Solar cells are photovoltaic cells that convert light energy into electricity. The cells must be covered with a semiconductor material that can absorb light in order to function properly. Silicon solar cells are the most common type of solar cell, as they are coated with silicon. These cells are connected in series to form modules, which are then interconnected to create an array that generates the desired voltage. These are then placed in a protective container with glass panels that allow sunlight to reach the cells.
Photons are absorbed by the semiconductor material when light strikes the solar panel. The electrons are knocked loose and flow through the material, resulting in the generation of electricity. This energy is converted to direct current (DC) electricity by a solar cell array made of silicon. The electricity is then fed into the electricity grid via inverters in an integrated system. Batteries are used to store electricity in stand-alone solar products.
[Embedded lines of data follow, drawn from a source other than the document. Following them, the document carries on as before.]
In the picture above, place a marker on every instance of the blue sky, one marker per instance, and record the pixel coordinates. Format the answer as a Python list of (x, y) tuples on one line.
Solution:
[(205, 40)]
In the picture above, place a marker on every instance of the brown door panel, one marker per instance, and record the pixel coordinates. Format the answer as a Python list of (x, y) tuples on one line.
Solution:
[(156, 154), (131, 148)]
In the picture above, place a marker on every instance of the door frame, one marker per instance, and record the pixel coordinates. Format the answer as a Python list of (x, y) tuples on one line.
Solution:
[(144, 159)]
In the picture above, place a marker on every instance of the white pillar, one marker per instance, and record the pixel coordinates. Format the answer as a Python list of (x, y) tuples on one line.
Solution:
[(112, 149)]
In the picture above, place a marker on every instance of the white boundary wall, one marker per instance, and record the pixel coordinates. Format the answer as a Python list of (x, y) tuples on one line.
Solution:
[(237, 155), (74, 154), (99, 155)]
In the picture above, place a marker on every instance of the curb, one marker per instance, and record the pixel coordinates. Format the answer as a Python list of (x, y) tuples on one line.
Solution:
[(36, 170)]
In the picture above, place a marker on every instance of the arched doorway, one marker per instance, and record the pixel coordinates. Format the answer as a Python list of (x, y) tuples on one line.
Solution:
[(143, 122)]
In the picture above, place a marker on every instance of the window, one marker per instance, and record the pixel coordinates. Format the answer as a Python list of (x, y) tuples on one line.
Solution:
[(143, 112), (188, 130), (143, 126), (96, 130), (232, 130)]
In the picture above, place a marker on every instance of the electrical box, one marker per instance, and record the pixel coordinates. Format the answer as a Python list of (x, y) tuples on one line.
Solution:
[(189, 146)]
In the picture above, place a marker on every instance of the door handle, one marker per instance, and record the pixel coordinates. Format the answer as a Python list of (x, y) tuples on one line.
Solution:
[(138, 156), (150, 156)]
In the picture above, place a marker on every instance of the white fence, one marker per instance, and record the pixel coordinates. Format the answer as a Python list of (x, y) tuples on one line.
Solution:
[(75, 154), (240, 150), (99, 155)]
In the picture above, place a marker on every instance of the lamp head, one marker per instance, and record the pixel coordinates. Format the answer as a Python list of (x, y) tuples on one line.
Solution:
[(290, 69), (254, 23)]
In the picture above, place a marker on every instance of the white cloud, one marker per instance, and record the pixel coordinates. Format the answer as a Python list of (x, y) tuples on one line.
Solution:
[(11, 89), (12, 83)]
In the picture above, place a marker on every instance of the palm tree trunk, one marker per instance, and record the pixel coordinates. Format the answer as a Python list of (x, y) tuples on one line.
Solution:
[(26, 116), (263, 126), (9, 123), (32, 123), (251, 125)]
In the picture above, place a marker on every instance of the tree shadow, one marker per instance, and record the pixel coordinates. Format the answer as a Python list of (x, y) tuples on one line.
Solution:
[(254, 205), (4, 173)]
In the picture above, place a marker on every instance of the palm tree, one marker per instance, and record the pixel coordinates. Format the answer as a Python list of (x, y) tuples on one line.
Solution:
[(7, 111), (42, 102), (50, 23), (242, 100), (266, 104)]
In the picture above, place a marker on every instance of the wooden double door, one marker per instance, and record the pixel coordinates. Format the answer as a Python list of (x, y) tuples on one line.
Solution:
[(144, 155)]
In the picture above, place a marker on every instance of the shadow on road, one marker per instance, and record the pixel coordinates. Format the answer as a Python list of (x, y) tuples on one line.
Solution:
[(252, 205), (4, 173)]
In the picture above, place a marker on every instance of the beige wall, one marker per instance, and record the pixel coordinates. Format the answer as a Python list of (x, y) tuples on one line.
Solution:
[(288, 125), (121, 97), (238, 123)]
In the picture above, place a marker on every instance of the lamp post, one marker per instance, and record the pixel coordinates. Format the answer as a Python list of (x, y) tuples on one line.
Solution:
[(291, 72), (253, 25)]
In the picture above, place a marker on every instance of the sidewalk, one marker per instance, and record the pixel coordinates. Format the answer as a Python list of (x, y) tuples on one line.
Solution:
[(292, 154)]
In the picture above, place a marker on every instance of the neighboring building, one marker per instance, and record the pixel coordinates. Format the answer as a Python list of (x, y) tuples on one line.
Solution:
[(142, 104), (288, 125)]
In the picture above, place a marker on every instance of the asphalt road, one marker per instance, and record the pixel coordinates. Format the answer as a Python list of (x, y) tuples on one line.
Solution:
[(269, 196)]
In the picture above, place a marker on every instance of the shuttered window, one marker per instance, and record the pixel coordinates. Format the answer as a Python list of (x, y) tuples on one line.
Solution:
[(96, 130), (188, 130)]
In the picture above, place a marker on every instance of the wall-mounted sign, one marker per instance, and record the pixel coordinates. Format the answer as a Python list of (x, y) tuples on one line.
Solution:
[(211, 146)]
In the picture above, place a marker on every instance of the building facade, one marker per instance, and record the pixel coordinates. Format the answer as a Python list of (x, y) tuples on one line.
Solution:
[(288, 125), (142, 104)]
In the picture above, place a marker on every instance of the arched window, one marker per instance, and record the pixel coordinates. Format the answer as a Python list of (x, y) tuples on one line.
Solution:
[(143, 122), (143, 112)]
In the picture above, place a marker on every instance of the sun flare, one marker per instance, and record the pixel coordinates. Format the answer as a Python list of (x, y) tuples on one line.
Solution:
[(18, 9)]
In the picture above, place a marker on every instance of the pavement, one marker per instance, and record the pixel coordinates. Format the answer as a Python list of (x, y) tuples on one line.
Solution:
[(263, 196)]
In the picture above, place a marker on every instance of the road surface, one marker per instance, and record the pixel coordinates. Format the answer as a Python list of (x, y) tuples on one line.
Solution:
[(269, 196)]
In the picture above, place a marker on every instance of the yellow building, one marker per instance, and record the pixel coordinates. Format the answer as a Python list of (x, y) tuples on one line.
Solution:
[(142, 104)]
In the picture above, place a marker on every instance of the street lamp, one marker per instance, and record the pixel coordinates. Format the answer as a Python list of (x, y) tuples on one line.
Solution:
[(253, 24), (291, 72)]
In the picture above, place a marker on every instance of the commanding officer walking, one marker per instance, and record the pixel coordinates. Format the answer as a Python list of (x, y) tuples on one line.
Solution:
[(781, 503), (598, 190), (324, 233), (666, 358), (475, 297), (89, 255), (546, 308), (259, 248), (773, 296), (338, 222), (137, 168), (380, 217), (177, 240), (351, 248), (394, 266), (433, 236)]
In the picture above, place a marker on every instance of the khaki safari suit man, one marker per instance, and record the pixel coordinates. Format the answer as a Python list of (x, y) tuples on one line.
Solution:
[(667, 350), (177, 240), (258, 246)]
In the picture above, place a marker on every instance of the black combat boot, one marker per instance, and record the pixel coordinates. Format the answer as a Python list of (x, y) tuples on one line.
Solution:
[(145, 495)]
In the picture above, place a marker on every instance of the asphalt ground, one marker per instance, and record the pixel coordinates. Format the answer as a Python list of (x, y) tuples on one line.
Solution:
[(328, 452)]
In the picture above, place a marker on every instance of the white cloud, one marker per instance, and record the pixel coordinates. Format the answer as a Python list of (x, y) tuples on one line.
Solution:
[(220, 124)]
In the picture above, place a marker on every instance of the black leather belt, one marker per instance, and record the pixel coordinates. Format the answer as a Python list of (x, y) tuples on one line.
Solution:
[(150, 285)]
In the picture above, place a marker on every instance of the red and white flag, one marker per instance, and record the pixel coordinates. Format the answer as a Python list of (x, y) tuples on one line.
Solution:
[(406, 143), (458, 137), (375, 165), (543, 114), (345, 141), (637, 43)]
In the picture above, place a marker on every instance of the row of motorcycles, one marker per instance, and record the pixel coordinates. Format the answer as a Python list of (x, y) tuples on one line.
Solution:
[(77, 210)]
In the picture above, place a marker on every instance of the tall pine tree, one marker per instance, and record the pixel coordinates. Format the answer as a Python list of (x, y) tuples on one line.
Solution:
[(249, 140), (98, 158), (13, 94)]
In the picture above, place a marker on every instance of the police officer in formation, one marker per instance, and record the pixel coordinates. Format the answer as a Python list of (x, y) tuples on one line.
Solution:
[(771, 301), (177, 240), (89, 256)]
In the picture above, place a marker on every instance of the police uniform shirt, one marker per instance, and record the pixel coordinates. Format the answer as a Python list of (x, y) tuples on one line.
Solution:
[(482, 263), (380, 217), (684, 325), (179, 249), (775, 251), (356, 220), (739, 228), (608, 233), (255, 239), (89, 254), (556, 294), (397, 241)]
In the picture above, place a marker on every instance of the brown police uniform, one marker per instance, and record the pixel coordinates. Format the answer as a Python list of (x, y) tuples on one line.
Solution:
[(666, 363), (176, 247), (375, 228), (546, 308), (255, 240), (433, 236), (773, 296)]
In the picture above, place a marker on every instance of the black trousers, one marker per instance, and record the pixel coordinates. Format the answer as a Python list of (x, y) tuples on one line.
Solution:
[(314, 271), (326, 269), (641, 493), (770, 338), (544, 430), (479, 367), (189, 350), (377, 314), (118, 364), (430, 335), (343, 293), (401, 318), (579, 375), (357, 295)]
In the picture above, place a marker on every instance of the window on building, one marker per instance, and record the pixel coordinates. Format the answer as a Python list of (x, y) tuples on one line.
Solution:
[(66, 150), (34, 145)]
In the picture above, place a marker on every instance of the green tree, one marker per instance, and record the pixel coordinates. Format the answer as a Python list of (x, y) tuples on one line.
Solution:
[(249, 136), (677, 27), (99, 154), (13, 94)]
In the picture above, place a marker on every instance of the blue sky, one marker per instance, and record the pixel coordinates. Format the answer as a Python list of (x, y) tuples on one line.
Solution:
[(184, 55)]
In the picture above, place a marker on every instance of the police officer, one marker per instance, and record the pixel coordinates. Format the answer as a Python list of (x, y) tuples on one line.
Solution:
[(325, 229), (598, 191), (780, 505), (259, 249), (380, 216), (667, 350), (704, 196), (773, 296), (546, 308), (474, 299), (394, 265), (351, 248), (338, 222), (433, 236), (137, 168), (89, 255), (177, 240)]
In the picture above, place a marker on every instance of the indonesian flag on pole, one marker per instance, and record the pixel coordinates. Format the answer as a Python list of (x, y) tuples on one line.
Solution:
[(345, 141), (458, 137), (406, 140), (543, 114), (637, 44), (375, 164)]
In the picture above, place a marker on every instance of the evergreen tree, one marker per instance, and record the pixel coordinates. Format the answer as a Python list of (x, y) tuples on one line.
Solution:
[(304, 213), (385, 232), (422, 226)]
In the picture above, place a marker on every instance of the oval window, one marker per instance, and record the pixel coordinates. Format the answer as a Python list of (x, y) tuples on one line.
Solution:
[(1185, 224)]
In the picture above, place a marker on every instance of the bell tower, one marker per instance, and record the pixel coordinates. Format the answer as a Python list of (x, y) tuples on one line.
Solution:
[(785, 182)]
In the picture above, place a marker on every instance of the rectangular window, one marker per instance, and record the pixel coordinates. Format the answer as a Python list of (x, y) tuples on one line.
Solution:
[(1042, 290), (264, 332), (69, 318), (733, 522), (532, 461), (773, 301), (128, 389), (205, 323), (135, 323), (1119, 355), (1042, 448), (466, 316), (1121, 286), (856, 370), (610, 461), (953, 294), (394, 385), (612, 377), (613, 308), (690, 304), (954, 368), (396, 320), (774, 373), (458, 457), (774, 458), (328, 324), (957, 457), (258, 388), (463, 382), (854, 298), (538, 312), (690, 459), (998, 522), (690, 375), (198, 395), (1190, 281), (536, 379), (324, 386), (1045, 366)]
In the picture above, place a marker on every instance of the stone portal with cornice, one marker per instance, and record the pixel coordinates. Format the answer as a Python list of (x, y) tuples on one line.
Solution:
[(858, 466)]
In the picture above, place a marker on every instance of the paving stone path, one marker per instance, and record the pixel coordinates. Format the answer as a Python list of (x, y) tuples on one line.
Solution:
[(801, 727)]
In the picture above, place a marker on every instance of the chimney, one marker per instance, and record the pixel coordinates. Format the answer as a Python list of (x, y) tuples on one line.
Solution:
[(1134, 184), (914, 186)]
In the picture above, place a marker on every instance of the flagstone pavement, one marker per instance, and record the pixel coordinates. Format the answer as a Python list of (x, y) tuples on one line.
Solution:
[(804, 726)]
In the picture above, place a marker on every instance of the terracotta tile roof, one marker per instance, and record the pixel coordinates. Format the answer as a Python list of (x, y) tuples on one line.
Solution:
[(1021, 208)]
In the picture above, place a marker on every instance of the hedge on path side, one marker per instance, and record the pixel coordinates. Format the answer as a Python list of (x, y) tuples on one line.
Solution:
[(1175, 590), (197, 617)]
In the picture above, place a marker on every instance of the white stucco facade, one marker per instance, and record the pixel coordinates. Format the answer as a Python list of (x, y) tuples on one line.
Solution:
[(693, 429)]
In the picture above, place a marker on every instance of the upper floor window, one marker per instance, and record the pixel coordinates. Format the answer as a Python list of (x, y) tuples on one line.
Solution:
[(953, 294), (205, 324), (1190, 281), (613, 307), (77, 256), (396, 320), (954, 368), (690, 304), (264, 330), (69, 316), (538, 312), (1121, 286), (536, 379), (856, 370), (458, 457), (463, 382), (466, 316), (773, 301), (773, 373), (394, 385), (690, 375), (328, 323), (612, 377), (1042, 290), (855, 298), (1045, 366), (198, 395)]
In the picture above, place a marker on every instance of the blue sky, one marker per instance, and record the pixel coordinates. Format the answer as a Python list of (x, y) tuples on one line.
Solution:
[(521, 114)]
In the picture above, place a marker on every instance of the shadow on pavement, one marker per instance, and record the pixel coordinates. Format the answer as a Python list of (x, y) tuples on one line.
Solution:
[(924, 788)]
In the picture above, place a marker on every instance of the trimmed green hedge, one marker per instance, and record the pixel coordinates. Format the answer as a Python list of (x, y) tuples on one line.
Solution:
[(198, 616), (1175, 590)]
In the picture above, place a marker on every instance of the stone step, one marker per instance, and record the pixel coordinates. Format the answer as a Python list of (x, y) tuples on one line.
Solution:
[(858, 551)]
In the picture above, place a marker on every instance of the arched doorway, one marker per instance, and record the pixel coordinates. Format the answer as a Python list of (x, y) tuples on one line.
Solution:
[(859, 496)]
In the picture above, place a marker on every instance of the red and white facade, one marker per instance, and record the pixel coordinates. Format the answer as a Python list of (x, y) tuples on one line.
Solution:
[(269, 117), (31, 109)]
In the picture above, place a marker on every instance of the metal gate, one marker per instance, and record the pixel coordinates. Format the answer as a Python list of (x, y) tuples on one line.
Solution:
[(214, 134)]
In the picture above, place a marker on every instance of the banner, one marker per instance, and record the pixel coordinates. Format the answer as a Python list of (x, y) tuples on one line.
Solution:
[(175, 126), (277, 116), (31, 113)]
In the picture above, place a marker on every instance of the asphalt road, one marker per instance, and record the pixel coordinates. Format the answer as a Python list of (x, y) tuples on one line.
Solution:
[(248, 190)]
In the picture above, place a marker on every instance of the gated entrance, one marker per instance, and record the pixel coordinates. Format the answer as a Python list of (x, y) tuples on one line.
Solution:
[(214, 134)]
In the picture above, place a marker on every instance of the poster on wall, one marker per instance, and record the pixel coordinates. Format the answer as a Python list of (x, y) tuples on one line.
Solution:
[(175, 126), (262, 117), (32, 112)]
Despite the fact that silicon is a common element, it is usually bound in silica. Pure silicon must be extracted from silica and then processed to improve conductivity. Pure silicon is a poor conductor of electricity, but when impurities, such as phosphorous atoms, are added, it transforms into an excellent conductor. This processing consumes a lot of energy, which is why silicon solar cells are so expensive. Single-crystal silicon in bulk form is cut into wafers in traditional manufactured cells.
Thin film silicon solar cells have been developed by scientists to help reduce costs. These use only about 1% of the silicon that a traditional cell would, but they are significantly less efficient. Cells made of multiple layers of thin film have been developed that are as efficient as more expensive traditional cells while costing less, being lighter, and having more flexibility. Additional low-cost options include polycrystalline and amorphous thin film silicon cells.
Finding a way to improve the efficiency of silicon solar cells is another challenge for scientists. Sunlight contains photons with a wide range of energies and a wide range of wavelengths. Some of these are either too weak or too strong to form the electron-hole pair needed for the semiconductor material to capture them. The majority of cells are only 15% efficient, meaning they only capture 15% of the electrical energy available in the sunlight that passes through the panels.
Around the world, researchers are working to improve the efficiency and lower the cost of silicon solar cells. A European Union-funded research project is focused on finding ways to improve thin-film efficiency and thus lower costs. A Japanese company has developed silicon solar cells with a 25 percent average efficiency for use in a variety of products. Boeing-Spectrolab, a US company, has developed a 40.7 percent efficient concentrator silicon solar cell.
Solar power requires a lot of research and development before it can become a primary energy source, but it is an area that is getting a lot of international attention and funding. Solar energy may become much more commonplace as costs fall and efficiency rises. Despite these difficulties, silicon solar cells are already found in a wide range of products. Calculators, flashlights, phone chargers, water fountains, and domestic and commercial hot water systems are just a few examples.